The nuclear pore, the largest protein complex in the cell, is made up of roughly 30 different proteins. It forms a tightly regulated channel, allowing proteins and RNA to move between the nucleus and the cytoplasm.
“We have known for more than a decade that this site plays a role in neurodegenerative disease. A hallmark is abnormal behavior of a protein called TDP-43,” said the senior auhtor. “In ALS and many dementias, TDP-43 is not trafficking through the nuclear pore properly. It is lost from the nucleus and accumulates in toxic aggregates in the cytoplasm. This creates two issues – loss of its normal nuclear function and gain of toxic function in the cytoplasm.”
But, what disrupts TDP-43 normal trafficking through the nuclear pore?
The researchers have identified valosin-containing protein (VCP) as a central player in this process.
“VCP is an essential protein found in all cells, from yeast to humans.
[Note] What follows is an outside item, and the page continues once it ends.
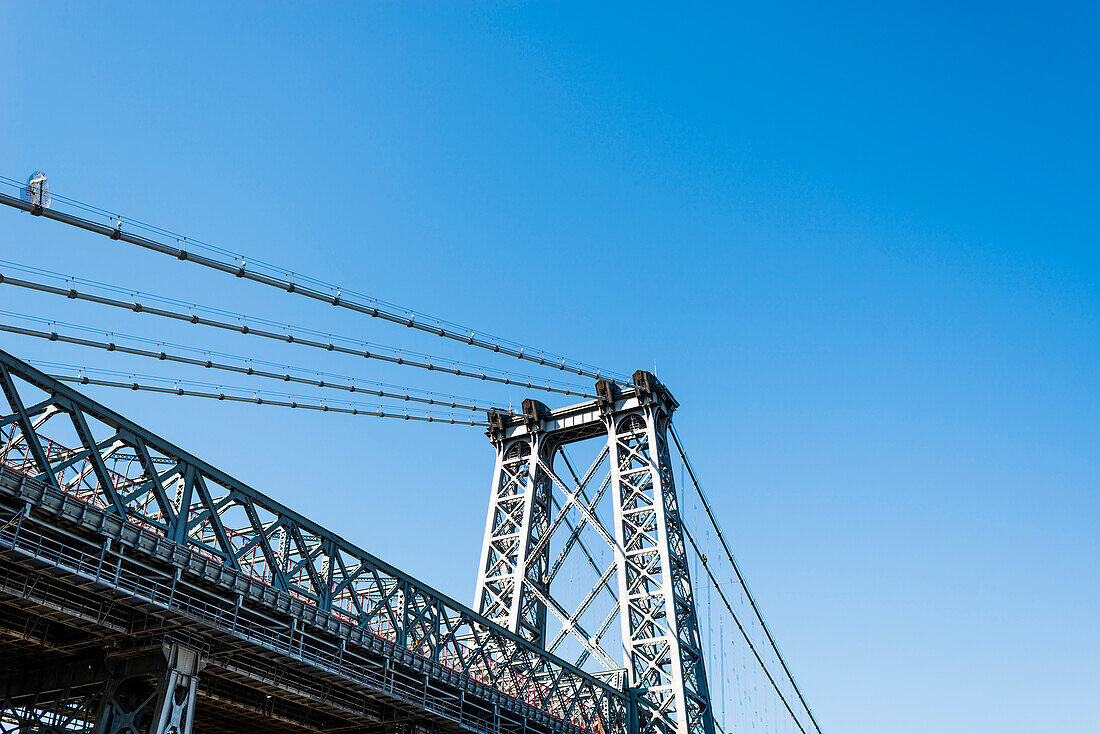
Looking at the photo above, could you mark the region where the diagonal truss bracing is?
[475,372,715,734]
[0,351,627,734]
Its normal role is quality control by recognizing damaged or misfolded proteins and extracting them,” the author said. “In this way, VCP acts as a molecular cleanup crew.”
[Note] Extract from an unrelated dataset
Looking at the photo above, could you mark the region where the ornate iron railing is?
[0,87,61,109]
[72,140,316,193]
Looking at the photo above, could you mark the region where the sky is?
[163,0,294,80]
The researchers discovered that in some neurodegenerative diseases called "VCP disease", the problem is not too little VCP activity, but too much. Overactive VCP prematurely removes key proteins that make up the nuclear pore and sends them for degradation. As a result, the nuclear pore becomes destabilized and dysfunctional, contributing to the disruption of TDP-43 transport and neuronal damage.
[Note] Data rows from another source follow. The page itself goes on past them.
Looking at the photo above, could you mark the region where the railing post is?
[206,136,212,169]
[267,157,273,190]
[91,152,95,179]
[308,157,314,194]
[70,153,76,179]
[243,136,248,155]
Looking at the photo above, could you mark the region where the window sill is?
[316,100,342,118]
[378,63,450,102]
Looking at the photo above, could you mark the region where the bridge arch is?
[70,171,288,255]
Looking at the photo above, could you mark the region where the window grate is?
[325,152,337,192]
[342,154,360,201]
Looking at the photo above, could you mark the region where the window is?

The team confirmed the same mechanism across multiple model systems, ranging from fruit flies to human-derived neurons. In animal models of VCP disease, partially inhibiting VCP restored nuclear pore integrity and restored climbing ability, providing some of the first evidence in live animals that VCP disease is caused by excessive VCP activity and that this activity can be safely reduced.
The senior author says more research is needed to understand how VCP inhibitors that already are in use for cancer treatment could one day be used to treat neurodegenerative disease.
“Protein degradation is a double-edged sword. Too much degradation is harmful in VCP disease, too little degradation contributes to toxic protein buildup in other neurodegenerative disorders. We can’t broadly block VCP,” the author said. “It’s important to understand how VCP and its adaptor proteins maintain the nuclear pore. Together, these efforts open the door to new strategies for protecting the nuclear pore and potentially slowing or preventing neurodegeneration.”